Unified Robot Identity-Conditioned Policy

Updated 15 June 2026

Unified policy with robot identity conditioning is a framework that integrates explicit morphology information into a single control model for diverse robotic platforms.
It employs techniques like embedding-layer conditioning, hardware vector concatenation, and text-prompted identity to customize control for heterogeneous robots.
Empirical results show enhanced task performance, efficient cross-embodiment transfer, and robust privacy controls in multi-robot environments.

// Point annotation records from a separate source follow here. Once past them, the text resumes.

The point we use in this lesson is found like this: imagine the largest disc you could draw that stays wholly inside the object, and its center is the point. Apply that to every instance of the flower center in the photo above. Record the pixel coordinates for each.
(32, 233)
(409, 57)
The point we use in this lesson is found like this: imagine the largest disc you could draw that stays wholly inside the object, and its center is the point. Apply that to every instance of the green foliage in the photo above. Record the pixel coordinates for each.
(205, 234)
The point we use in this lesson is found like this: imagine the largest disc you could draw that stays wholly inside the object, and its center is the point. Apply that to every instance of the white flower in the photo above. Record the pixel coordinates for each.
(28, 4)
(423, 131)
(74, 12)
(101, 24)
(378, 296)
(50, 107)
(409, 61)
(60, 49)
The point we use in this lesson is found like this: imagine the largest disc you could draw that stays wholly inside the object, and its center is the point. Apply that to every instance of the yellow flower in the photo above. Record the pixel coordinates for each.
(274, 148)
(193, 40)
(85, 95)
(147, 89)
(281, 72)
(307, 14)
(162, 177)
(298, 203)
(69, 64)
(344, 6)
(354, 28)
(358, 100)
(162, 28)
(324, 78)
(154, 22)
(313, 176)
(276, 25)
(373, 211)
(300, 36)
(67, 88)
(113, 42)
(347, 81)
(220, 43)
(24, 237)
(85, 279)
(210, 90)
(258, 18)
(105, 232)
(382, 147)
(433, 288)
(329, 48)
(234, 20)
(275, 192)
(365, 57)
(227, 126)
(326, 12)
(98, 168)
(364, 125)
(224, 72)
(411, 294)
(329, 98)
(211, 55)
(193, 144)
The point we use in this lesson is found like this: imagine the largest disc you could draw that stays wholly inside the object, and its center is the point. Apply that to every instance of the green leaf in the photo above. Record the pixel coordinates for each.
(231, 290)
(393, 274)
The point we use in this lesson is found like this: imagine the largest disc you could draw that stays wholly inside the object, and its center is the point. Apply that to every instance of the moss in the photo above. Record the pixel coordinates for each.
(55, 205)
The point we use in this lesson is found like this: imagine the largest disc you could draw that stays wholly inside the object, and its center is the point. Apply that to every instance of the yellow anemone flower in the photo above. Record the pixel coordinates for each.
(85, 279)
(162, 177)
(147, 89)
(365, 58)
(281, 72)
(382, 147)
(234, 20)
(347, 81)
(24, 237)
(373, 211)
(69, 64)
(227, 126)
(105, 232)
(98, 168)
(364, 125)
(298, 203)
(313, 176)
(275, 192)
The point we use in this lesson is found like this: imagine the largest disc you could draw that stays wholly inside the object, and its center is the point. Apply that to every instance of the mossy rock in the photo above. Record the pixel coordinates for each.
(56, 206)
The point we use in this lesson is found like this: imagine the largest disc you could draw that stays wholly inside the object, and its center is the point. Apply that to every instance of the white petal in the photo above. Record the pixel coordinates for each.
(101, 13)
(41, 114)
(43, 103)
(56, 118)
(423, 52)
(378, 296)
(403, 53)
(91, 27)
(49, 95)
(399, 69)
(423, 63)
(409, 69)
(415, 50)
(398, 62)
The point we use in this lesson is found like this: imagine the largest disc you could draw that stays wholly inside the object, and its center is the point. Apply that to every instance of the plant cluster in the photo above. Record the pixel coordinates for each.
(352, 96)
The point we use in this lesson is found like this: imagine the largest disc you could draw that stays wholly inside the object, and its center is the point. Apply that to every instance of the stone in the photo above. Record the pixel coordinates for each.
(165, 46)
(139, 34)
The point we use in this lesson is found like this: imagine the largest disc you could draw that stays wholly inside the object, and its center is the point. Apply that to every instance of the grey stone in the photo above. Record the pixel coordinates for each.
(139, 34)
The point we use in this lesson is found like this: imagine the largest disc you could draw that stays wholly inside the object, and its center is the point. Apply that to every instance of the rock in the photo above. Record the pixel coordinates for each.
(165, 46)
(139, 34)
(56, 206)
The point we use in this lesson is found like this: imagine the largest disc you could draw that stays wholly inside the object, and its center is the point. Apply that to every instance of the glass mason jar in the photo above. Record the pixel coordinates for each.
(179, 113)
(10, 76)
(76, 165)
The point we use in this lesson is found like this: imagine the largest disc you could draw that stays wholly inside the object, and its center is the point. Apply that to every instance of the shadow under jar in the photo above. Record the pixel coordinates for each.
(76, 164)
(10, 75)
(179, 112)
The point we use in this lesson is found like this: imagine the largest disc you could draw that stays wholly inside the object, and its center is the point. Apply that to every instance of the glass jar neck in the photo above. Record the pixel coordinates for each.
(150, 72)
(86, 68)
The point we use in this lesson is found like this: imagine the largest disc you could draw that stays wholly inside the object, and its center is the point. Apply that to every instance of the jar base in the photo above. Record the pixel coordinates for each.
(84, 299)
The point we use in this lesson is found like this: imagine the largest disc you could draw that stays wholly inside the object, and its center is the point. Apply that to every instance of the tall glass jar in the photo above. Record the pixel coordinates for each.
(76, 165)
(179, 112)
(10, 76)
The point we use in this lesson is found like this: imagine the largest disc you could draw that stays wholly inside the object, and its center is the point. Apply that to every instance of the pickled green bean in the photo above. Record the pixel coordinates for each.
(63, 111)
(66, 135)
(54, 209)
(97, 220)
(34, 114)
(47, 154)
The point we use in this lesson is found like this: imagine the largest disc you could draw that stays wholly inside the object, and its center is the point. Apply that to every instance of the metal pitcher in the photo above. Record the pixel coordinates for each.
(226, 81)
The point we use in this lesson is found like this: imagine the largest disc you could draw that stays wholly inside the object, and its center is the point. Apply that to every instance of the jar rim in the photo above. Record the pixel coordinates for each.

A unified policy with robot identity conditioning is a class of policy learning frameworks in robotics that enables a single, shared model to control multiple robots with heterogeneous embodiments. These policies explicitly incorporate information about robot morphology or identity—via embeddings, keys, raw descriptors, or prompts—allowing the policy to robustly generalize, adapt, or transfer across platforms with diverse dynamics, kinematics, and sensory configurations. Identity-conditioned policies contrast with purely agnostic approaches, which operate purely from observation and must infer morphology implicitly, and with monolithic approaches that train and maintain separate policies for each robot. Unified, identity-conditioned frameworks have emerged as a key enabler for scalable cross-embodiment control, efficient transfer, privacy, and foundation models in robot learning.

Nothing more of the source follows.